We sequenced wheat genomes using HiFi reads, followed by a comprehensive evaluation of mainstream long-read aligners and SV callers in SV detection. The results showed that the accuracy of deletion discovery is markedly influenced by callers, which account for 87.73% of the variance, while both aligners (38.25%) and callers (49.32%) contributed substantially to the accuracy variance for insertions. Among the aligners, Winnowmap2 and NGMLR excelled in detecting deletions and insertions, respectively. For SV callers, SVIM achieved the best performance. We demonstrated that combining the aligners and callers mentioned above is optimal for SV detection.
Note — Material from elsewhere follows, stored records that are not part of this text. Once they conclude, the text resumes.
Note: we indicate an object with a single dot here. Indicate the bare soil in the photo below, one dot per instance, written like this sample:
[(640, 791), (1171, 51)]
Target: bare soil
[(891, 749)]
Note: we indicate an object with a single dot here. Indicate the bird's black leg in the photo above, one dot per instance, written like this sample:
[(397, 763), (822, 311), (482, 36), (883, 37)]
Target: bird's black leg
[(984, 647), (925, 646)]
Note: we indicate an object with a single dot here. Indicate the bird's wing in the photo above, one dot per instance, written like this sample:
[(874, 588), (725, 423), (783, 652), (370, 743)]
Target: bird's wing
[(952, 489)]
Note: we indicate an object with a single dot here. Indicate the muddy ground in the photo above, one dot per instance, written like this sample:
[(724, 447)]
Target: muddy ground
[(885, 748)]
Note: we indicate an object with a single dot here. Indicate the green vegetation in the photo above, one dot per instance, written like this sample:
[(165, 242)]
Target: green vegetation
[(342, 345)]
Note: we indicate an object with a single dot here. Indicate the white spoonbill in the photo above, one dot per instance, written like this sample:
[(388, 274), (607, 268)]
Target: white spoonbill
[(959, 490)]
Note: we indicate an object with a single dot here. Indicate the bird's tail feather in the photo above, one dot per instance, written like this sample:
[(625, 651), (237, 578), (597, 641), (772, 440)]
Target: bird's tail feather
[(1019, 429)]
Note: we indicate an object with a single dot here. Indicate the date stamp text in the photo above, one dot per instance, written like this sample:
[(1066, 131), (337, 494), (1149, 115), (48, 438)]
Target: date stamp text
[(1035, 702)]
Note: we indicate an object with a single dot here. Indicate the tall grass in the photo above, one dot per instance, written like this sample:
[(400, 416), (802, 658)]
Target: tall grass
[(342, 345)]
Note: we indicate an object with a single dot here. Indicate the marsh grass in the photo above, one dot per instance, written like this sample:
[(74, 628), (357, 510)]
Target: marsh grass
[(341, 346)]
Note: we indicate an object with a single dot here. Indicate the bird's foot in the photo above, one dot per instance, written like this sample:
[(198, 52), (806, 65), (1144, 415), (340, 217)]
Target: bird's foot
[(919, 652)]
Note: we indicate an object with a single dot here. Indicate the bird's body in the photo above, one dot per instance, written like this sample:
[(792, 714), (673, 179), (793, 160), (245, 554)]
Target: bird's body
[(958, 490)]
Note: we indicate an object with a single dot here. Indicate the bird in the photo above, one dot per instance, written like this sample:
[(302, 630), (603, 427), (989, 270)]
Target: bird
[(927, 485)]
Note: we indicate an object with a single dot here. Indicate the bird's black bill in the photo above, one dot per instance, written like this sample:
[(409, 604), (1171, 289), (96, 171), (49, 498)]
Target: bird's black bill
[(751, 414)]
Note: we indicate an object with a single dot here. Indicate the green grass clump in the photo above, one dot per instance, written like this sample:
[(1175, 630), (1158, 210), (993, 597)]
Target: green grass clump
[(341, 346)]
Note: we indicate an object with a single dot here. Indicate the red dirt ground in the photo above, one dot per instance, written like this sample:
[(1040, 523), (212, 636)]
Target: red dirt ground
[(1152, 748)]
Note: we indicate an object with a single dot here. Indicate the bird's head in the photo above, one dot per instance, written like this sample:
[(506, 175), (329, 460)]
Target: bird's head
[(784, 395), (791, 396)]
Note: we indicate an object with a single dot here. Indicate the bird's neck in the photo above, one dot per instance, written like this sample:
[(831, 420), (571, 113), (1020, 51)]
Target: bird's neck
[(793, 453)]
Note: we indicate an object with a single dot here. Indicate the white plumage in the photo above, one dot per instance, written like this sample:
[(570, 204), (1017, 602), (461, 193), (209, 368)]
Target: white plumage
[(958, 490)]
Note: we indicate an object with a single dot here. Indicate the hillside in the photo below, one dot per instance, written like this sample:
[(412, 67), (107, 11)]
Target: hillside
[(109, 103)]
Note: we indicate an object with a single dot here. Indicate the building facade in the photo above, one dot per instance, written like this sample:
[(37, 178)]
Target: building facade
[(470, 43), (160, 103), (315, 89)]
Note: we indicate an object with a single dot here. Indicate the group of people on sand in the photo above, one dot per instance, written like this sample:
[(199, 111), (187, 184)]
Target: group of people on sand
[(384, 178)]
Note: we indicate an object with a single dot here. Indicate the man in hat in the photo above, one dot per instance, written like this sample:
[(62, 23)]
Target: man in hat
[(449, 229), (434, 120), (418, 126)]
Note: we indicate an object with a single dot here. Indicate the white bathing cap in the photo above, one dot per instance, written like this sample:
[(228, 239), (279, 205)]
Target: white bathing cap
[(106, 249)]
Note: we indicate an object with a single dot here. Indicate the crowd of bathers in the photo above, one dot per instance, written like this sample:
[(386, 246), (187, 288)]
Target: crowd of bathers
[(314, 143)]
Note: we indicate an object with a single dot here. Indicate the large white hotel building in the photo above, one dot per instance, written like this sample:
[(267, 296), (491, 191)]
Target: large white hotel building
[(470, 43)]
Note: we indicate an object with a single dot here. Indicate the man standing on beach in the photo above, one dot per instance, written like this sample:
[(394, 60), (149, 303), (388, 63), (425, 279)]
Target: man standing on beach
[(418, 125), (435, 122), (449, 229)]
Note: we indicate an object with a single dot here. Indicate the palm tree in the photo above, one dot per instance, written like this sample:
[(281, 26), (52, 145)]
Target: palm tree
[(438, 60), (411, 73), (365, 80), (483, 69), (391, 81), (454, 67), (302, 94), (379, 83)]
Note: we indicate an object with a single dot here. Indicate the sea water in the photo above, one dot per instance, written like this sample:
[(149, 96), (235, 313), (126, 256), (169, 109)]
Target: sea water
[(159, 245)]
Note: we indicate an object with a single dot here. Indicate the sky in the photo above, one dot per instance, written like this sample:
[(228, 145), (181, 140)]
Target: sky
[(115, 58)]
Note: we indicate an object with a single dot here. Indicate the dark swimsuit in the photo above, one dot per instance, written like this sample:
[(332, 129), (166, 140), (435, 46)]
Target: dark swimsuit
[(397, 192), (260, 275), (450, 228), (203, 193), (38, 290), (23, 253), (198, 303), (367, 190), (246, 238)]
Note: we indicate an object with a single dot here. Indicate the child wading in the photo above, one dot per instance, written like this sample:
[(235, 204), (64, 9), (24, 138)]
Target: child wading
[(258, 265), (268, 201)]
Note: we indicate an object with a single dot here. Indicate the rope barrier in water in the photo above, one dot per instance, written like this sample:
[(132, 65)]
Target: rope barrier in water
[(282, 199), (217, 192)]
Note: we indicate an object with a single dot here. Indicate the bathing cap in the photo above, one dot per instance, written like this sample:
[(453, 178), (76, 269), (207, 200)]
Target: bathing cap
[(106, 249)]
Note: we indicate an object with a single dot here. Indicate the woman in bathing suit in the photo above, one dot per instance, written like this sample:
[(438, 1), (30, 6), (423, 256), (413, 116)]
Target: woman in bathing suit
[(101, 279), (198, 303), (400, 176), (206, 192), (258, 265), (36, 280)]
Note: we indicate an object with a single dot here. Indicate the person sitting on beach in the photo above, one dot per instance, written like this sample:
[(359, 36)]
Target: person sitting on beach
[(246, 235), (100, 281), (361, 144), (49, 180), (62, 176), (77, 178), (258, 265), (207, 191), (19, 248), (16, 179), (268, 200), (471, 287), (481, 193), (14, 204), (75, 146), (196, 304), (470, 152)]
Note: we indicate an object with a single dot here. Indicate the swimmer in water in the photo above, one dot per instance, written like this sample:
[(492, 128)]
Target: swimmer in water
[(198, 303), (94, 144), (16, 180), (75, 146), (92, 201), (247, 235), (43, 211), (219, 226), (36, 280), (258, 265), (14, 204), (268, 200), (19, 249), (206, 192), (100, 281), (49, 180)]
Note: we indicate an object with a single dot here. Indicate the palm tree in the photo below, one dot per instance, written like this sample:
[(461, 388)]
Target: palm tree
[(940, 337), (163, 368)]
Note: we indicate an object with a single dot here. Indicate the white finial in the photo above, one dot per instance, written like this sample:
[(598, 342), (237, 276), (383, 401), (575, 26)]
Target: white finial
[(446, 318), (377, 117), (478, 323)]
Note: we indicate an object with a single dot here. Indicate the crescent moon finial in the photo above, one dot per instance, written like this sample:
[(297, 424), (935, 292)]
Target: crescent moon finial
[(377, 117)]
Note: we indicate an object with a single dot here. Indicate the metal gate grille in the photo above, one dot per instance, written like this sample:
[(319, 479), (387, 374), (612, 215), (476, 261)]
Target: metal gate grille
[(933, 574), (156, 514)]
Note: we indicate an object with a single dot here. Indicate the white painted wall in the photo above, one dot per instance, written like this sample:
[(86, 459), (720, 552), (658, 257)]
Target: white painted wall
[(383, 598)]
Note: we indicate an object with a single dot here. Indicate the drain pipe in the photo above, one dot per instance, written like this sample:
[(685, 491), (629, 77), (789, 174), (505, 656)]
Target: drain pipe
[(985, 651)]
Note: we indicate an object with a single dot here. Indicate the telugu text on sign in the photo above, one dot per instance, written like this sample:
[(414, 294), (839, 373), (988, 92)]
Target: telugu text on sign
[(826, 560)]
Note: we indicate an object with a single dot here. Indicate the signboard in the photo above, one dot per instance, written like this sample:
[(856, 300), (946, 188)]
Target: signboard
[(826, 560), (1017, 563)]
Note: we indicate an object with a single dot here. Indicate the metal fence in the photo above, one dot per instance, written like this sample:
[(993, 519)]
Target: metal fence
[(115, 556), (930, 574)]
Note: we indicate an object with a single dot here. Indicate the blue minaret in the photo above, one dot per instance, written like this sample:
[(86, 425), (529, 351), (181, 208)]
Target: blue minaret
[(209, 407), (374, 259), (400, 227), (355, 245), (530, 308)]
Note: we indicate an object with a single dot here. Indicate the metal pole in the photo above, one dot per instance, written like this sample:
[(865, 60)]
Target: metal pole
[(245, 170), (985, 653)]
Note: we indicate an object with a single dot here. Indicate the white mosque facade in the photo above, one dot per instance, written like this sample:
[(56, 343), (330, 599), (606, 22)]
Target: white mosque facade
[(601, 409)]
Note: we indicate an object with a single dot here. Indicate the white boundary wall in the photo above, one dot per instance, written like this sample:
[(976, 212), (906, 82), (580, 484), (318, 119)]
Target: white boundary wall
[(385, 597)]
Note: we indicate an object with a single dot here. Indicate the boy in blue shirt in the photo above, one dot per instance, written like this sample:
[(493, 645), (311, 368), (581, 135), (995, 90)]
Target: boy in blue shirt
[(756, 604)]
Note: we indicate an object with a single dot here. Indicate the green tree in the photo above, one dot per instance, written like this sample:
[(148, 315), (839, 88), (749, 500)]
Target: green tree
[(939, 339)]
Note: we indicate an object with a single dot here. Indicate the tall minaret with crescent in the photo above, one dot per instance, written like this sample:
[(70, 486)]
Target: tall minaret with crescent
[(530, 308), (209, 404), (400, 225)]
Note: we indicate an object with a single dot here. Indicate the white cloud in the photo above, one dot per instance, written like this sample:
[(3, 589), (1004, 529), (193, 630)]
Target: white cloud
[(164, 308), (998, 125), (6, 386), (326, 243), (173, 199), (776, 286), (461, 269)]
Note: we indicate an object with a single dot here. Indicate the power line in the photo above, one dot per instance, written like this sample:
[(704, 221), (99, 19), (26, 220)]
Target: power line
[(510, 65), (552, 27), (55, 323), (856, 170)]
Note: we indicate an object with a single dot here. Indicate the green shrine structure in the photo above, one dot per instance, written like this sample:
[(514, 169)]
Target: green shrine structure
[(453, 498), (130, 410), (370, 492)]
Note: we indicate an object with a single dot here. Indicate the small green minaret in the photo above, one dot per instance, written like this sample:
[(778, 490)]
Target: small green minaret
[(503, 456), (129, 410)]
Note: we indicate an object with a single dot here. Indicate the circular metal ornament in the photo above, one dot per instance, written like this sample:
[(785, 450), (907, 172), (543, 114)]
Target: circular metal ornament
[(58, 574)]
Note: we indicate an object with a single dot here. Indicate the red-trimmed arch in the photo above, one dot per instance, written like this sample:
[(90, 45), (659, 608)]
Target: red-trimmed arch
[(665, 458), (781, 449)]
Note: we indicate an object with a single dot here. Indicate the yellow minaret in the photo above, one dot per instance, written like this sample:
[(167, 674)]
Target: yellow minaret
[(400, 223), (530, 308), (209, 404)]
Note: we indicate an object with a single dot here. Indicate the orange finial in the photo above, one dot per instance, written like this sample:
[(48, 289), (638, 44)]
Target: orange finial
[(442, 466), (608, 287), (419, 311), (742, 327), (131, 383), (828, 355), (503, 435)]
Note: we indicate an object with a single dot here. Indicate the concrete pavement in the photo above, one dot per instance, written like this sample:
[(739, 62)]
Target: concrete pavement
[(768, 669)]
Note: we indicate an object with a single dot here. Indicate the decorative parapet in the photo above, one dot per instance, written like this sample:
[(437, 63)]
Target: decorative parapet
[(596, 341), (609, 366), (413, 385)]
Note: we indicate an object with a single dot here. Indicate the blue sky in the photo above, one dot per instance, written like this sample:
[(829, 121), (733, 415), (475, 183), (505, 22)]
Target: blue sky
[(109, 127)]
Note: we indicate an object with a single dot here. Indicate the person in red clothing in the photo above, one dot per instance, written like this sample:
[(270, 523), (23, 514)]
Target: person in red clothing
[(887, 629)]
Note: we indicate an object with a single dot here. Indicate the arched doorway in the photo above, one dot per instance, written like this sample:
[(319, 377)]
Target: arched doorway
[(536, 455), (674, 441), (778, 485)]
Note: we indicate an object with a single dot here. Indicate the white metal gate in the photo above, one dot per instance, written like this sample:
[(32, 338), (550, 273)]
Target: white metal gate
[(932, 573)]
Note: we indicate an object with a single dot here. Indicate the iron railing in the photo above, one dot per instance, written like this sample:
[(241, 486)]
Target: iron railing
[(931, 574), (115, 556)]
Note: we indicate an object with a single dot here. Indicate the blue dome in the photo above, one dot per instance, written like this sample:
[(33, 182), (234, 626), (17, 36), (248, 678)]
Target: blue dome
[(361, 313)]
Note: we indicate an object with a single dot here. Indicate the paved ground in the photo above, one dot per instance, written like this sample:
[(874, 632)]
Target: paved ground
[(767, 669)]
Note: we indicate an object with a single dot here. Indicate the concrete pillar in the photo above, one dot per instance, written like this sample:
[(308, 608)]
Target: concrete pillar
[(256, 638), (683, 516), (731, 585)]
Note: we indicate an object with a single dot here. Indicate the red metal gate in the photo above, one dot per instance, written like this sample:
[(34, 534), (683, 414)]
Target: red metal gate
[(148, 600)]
Furthermore, we evaluated the effect of sequencing depth on the accuracy of SV detection, showing that low-coverage HiFi sequencing is sufficiently robust for high-quality SV discovery.

Conclusions

This study thoroughly evaluated SV discovery approaches using HiFi reads, establishing optimal workflows to investigate structural variations in the wheat genome. The notable accuracy of SV discovery from low-coverage HiFi sequencing indicates that skim HiFi sequencing is effective and preferable to characterize SVs at the population level. This study will help advance SV discovery and decipher the biological functions of SVs in wheat and many other plants.